M. Remaud qui nous avait gratifiés, il n’y a pas si longtemps, d’un beau livre sur les rapports entre juifs et chrétiens (voir VC 74, p. 349), nous offre maintenant une série d’études sur l’éclairage que la tradition rabbinique apporte à la compréhension du Nouveau Testament [10]. L’idée sous-jacente est simple et de plus en plus fréquemment répétée depuis R. Le Déaut et L. Bouyer ; elle finit même par être connue : les premiers chrétiens ont hérité d’une Bible interprétée, donc pour comprendre les auteurs du Nouveau Testament, il faut aussi connaître la tradition interprétante des Écritures auxquelles ils se référaient. Malheureusement, et le plus souvent faute de connaissance suffisante de cette tradition, peu d’exégètes sont capables de tirer les conséquences pratiques d’une telle découverte. M. Remaud qui fréquente celle-ci depuis bientôt trente ans n’est pas de ceux-là et en fournit la preuve éclatante à travers douze études particulières et deux autres plus théoriques qui les encadrent (chap. 1 : « Du bon usage des sources juives pour l’intelligence du Nouveau Testament » ; chap. 14 : « Lecture juive et chrétienne de l’Écriture »). Tout en laissant le soin au lecteur de se laisser surprendre par le parcours proposé, deux points remarquables et liés entre eux me semblent devoir être soulignés dans la démarche de l’auteur. D’une part, la tradition juive n’est pas utilisée comme une carrière ou un réservoir à citations (façon Strack-Billerbeck) ; d’autre part cette tradition juive, d’abord étudiée pour elle-même, est saisie dans sa dynamique propre et sa cohérence. Le chemin est assurément plus long et demande plus d’efforts. Il est gage de respect. Dommage qu’en décidant de la fermeture du centre chrétien d’études juives de Jérusalem (Institut Ratisbonne), dont faisait partie M. Remaud, certains ne l’aient pas perçu et aient contribué à retarder d’autant cet investissement indispensable et les fruits qu’on pouvait en attendre !
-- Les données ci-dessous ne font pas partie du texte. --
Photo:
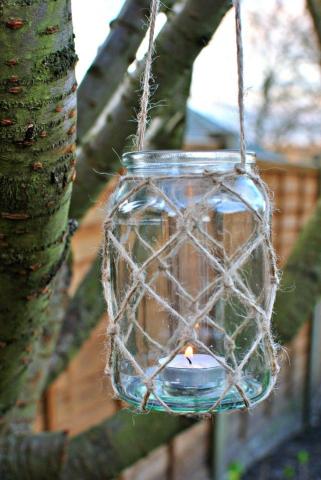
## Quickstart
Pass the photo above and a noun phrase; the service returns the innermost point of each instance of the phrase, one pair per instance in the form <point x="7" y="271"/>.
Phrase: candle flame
<point x="189" y="352"/>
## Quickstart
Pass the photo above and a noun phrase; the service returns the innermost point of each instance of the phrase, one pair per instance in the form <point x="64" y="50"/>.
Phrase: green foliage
<point x="235" y="471"/>
<point x="303" y="457"/>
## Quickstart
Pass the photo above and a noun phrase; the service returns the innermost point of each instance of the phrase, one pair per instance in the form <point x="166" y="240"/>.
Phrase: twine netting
<point x="189" y="228"/>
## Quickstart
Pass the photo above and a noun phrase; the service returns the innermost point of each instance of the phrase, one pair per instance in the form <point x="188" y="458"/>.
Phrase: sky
<point x="215" y="75"/>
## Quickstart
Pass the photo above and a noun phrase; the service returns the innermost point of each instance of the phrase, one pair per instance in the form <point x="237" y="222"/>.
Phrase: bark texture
<point x="186" y="33"/>
<point x="104" y="451"/>
<point x="37" y="168"/>
<point x="82" y="315"/>
<point x="32" y="457"/>
<point x="88" y="305"/>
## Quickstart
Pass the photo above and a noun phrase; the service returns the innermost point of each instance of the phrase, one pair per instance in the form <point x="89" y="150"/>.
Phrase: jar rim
<point x="154" y="158"/>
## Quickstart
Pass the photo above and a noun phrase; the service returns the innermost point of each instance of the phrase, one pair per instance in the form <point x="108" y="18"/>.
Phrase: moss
<point x="57" y="64"/>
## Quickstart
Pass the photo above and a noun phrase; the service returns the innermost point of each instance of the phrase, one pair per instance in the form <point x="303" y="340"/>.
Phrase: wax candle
<point x="190" y="371"/>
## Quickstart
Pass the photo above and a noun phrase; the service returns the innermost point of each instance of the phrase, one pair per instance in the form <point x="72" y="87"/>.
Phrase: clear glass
<point x="185" y="278"/>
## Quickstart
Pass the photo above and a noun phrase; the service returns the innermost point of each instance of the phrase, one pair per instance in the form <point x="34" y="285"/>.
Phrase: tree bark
<point x="106" y="450"/>
<point x="183" y="37"/>
<point x="88" y="305"/>
<point x="301" y="281"/>
<point x="114" y="57"/>
<point x="314" y="7"/>
<point x="37" y="168"/>
<point x="32" y="457"/>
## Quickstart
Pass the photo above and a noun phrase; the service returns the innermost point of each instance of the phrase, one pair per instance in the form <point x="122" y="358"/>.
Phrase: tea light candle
<point x="192" y="371"/>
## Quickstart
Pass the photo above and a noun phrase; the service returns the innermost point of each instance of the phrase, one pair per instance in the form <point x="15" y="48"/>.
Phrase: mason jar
<point x="188" y="281"/>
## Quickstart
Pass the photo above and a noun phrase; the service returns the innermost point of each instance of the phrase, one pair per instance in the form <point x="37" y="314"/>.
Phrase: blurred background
<point x="283" y="114"/>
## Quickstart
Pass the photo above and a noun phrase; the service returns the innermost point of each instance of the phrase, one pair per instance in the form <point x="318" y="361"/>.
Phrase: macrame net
<point x="227" y="279"/>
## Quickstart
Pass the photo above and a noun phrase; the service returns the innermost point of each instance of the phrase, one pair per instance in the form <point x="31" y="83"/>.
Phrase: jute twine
<point x="228" y="280"/>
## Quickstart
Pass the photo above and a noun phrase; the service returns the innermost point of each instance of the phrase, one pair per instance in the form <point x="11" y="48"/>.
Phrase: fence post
<point x="220" y="432"/>
<point x="314" y="380"/>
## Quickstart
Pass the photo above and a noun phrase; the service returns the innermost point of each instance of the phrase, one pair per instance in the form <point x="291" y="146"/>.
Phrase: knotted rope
<point x="146" y="90"/>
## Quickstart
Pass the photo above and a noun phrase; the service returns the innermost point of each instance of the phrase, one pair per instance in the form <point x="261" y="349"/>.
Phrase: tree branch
<point x="35" y="457"/>
<point x="314" y="7"/>
<point x="23" y="414"/>
<point x="83" y="314"/>
<point x="181" y="40"/>
<point x="106" y="450"/>
<point x="301" y="281"/>
<point x="88" y="305"/>
<point x="37" y="135"/>
<point x="114" y="57"/>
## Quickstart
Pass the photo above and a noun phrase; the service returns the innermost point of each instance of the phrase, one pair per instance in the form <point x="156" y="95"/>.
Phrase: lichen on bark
<point x="37" y="170"/>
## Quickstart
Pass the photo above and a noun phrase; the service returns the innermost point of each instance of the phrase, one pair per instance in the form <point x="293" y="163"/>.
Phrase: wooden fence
<point x="81" y="396"/>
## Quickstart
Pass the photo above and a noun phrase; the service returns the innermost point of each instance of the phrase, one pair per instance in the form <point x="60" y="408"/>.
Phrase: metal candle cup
<point x="201" y="372"/>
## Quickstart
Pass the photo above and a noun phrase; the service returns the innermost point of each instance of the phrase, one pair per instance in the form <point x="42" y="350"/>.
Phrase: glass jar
<point x="185" y="263"/>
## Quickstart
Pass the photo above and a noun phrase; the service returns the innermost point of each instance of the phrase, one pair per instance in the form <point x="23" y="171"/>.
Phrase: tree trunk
<point x="37" y="168"/>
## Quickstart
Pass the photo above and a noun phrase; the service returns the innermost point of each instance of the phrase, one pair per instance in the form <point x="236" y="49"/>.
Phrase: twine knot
<point x="113" y="329"/>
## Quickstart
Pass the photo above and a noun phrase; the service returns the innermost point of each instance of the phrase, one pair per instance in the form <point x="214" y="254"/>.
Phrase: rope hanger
<point x="142" y="117"/>
<point x="228" y="279"/>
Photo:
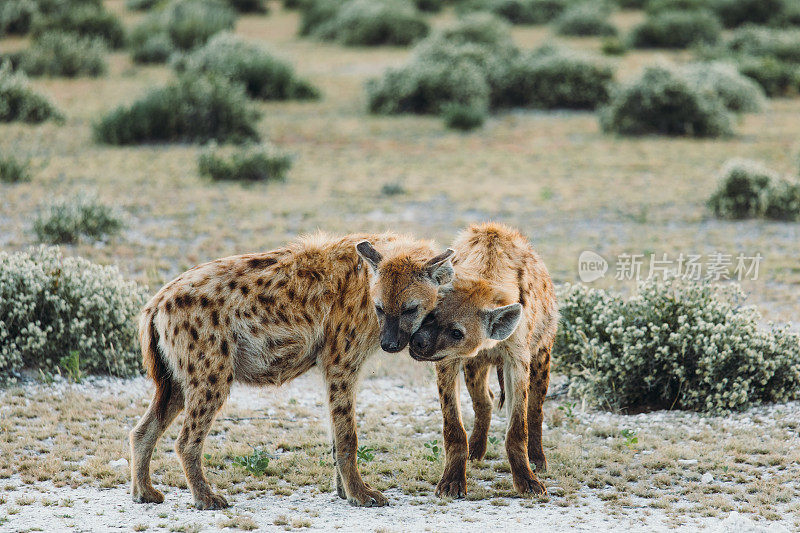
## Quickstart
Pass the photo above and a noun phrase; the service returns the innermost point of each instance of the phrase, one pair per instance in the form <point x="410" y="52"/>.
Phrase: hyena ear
<point x="500" y="323"/>
<point x="369" y="254"/>
<point x="440" y="268"/>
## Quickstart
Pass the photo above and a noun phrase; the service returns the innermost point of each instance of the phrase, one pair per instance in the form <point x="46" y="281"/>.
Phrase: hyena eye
<point x="410" y="311"/>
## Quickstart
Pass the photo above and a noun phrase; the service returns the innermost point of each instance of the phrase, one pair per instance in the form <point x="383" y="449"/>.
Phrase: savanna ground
<point x="554" y="175"/>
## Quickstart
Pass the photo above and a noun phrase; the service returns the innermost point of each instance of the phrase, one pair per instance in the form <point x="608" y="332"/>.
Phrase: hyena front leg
<point x="540" y="379"/>
<point x="517" y="373"/>
<point x="204" y="397"/>
<point x="166" y="405"/>
<point x="342" y="396"/>
<point x="476" y="376"/>
<point x="454" y="479"/>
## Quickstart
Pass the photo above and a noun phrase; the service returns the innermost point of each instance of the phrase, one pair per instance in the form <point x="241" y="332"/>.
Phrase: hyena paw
<point x="529" y="485"/>
<point x="539" y="461"/>
<point x="477" y="450"/>
<point x="367" y="497"/>
<point x="452" y="486"/>
<point x="147" y="495"/>
<point x="210" y="501"/>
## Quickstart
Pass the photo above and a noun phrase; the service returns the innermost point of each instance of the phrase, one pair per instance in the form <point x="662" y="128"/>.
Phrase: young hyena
<point x="266" y="318"/>
<point x="500" y="310"/>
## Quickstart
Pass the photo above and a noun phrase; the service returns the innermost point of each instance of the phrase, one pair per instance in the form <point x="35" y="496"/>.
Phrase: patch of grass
<point x="250" y="164"/>
<point x="66" y="220"/>
<point x="13" y="170"/>
<point x="193" y="109"/>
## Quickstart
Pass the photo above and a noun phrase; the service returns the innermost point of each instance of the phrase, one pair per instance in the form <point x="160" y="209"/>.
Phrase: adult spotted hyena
<point x="500" y="310"/>
<point x="266" y="318"/>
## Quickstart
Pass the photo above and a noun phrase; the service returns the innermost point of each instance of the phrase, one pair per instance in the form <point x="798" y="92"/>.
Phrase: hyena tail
<point x="501" y="382"/>
<point x="153" y="361"/>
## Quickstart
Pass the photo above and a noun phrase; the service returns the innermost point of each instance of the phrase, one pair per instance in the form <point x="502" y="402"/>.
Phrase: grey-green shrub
<point x="553" y="78"/>
<point x="182" y="25"/>
<point x="585" y="19"/>
<point x="464" y="118"/>
<point x="374" y="22"/>
<point x="16" y="16"/>
<point x="675" y="344"/>
<point x="747" y="189"/>
<point x="194" y="108"/>
<point x="64" y="54"/>
<point x="263" y="75"/>
<point x="776" y="77"/>
<point x="248" y="164"/>
<point x="18" y="102"/>
<point x="13" y="171"/>
<point x="84" y="19"/>
<point x="737" y="92"/>
<point x="662" y="101"/>
<point x="738" y="12"/>
<point x="67" y="220"/>
<point x="51" y="305"/>
<point x="676" y="29"/>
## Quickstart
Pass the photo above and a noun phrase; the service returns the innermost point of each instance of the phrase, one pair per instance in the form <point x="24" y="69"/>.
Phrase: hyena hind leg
<point x="162" y="411"/>
<point x="202" y="404"/>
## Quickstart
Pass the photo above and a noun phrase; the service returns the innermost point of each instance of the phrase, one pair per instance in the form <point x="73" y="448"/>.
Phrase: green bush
<point x="676" y="344"/>
<point x="747" y="189"/>
<point x="13" y="171"/>
<point x="66" y="220"/>
<point x="735" y="13"/>
<point x="236" y="60"/>
<point x="676" y="29"/>
<point x="254" y="163"/>
<point x="85" y="19"/>
<point x="776" y="77"/>
<point x="16" y="16"/>
<point x="783" y="45"/>
<point x="18" y="102"/>
<point x="723" y="80"/>
<point x="518" y="11"/>
<point x="556" y="79"/>
<point x="51" y="305"/>
<point x="182" y="25"/>
<point x="64" y="54"/>
<point x="662" y="101"/>
<point x="464" y="118"/>
<point x="374" y="22"/>
<point x="192" y="109"/>
<point x="585" y="19"/>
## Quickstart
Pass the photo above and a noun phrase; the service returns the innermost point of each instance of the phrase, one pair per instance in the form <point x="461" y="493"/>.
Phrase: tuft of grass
<point x="249" y="164"/>
<point x="195" y="108"/>
<point x="66" y="220"/>
<point x="13" y="171"/>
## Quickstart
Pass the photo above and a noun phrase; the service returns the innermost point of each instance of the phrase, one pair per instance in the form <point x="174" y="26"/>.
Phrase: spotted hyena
<point x="266" y="318"/>
<point x="500" y="310"/>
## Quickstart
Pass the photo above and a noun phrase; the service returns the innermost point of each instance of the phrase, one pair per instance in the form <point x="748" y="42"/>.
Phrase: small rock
<point x="119" y="463"/>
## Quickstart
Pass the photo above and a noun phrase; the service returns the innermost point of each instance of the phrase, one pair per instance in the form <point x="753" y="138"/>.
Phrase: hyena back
<point x="267" y="318"/>
<point x="500" y="310"/>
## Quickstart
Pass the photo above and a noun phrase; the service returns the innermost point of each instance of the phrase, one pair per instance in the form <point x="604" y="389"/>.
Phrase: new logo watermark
<point x="717" y="266"/>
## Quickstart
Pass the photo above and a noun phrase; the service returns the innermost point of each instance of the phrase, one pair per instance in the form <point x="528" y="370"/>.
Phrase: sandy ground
<point x="85" y="508"/>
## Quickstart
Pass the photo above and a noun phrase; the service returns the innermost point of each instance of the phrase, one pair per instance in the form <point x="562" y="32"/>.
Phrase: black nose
<point x="418" y="343"/>
<point x="390" y="346"/>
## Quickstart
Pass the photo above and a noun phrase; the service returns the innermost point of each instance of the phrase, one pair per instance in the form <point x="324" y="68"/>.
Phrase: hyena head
<point x="469" y="317"/>
<point x="404" y="287"/>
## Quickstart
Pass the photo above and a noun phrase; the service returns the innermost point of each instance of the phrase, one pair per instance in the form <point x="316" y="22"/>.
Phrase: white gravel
<point x="93" y="509"/>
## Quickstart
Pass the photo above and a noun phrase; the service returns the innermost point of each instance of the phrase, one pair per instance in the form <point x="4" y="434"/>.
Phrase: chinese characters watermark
<point x="716" y="266"/>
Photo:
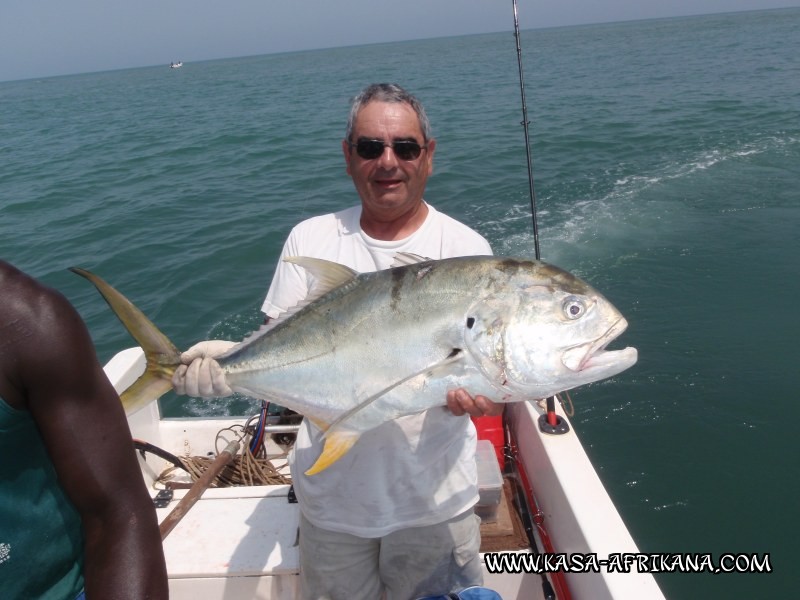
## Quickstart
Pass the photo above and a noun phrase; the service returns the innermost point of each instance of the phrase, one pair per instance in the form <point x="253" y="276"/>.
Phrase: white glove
<point x="201" y="375"/>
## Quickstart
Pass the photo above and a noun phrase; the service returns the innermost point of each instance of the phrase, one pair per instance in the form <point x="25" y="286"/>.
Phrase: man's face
<point x="388" y="185"/>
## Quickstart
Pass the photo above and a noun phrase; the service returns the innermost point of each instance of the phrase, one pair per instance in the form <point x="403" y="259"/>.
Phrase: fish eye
<point x="574" y="308"/>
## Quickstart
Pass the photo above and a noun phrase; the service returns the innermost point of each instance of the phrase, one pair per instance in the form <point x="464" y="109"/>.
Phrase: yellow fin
<point x="319" y="424"/>
<point x="337" y="444"/>
<point x="161" y="354"/>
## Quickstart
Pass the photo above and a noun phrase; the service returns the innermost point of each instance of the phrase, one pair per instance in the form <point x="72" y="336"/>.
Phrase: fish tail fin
<point x="161" y="354"/>
<point x="337" y="443"/>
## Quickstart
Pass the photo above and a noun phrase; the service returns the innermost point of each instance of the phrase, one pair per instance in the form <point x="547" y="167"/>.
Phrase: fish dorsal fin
<point x="455" y="356"/>
<point x="336" y="445"/>
<point x="328" y="275"/>
<point x="403" y="259"/>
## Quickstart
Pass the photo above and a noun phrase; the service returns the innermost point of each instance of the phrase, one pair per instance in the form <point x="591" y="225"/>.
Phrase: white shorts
<point x="405" y="564"/>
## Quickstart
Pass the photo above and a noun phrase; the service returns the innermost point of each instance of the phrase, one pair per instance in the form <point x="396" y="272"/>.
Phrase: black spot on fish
<point x="424" y="271"/>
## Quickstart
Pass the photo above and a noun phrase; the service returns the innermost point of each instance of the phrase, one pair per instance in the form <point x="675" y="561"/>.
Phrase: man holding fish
<point x="393" y="515"/>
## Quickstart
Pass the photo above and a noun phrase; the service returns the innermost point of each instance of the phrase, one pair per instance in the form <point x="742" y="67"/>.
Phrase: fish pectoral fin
<point x="455" y="356"/>
<point x="337" y="443"/>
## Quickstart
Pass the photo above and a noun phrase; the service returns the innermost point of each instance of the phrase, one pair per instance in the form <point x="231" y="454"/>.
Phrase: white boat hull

Comme l’a bien montré P. Ricœur et comme l’illustre la narratologie, le récit biblique (comme tout récit) est déjà en lui-même gros d’une implication éthique et d’une capacité transformante. Est-ce à dire que le lien entre morale et Bible s’épuise dans cette rencontre entre le texte et son lecteur ? En adoptant une démarche pluridisciplinaire, l’ouvrage dirigé par P. Bordeyne et réunissant une équipe d’enseignants de l’Institut catholique de Paris [11] retrace l’histoire d’un intérêt réciproque et fait droit à la complexité du rapport qui unit les deux termes. La Bible, en effet, n’est ni un livre de recettes, ni un argumentaire disponible à l’usage d’une morale élaborée déductivement à partir de principes premiers. En même temps, la vie de la Parole s’étiole si elle ne renouvelle pas la vie présente de ceux qui la fréquentent et la théologie morale s’éloigne de sa source en ignorant les Écritures. Comme le montrent les différentes études et notamment le dossier pratique consacré à « l’étranger », la simplicité de Dieu et la diversité des situations humaines obligent à solliciter d’autres médiations (philosophique, théologique, spirituelle…) pour articuler ce qui est finalement hétérogène : la Bible est un corpus ; la morale, une science de l’action. Dès lors, la question se déplace et ne concerne plus tant la théorisation d’une dualité abstraite (Bible et morale), mais la manière dont le bibliste et le moraliste peuvent contribuer à éclairer une question éthique et à opérer un discernement à partir de l’actualité et de leur propre implication historique de sujet interprétant (une situation, un texte, des acteurs et des herméneutes situés). De ce point de vue, et parmi les riches contributions de ce volume, celles des moralistes G. Médevielle (« Le bibliste et le moraliste : un éclairage mutuel de la responsabilité théologique ») et P. Bordeyne (« Les promesses d’une collaboration renouvelée entre biblistes et moralistes ») m’ont paru particulièrement suggestives.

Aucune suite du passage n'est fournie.